C’est un vin qui a tou­jours été remar­qué par son élé­gance et sa finesse, il rem­porte d’ailleurs de beaux suc­cès à l’exportation, notam­ment aux USA, en Angle­terrre, en Suisse, en Alle­magne et en Bel­gique, des nations qui achètent régu­liè­re­ment ce qu’il y a de mieux sur le mar­ché mondial…

C’est typi­que­ment le vin que ceux qui ont une bonne cave ont inté­rêt à ache­ter en pri­meurs à un prix inté­res­sant. Il vieillit en effet admi­ra­ble­ment et accom­pagne beau­coup de plats dif­fé­rents : toutes les viandes rouges grillées ou en sauce, les volailles, les confits, les fro­mages et les truffes.
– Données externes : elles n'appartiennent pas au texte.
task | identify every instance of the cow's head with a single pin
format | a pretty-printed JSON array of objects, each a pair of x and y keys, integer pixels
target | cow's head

Ceux qui n’ont pas de cave ont plu­tôt inté­rêt à se pro­cu­rer des mil­lé­simes prêts à boire (il y en a tou­jours à la pro­prié­té) qu’ils consom­me­ront dans l’année. L’achat à la pro­prié­té revient en effet net­te­ment moins cher que l’achat au détail, sur­tout si on groupe les com­mandes pour neu­tra­li­ser le coût (non négli­geable) du transport.

Voi­ci nos com­men­taires sur les trois der­niers mil­lé­simes de châ­teau Garraud :

1996

1996 a été une année déli­cate pour les mer­lots. La forte pro­por­tion de caber­nets dans l’encépagement et la pro­por­tion éle­vée de mer­lots issus de vieilles vignes font de châ­teau Gar­raud un pré­ten­dant au titre de meilleur lalande-depo­me­rol du mil­lé­sime. C’est un vin colo­ré, remar­quable d’élégance et d’harmonie qui vieilli­ra très bien.

1995

Très grand mil­lé­sime, le meilleur depuis 1990, le châ­teau Gar­raud se carac­té­rise par son volume, son gras et sa matière soyeuse. Les tan­nins sont souples et fon­dus. Un vin plai­sir, et qui le res­te­ra longtemps.

1994

Robe rubis, arômes frui­tés, les tan­nins sont aimables. Il est rond et équi­li­bré. Belle fraî­cheur en bouche. Ce vin com­men­ce­ra à se boire très bien cou­rant 99.

Châ­teau Garraud
Néac, 33500 Libourne
Tél. : 05.57.55.58.58 – Fax : 05.57.25.13.43.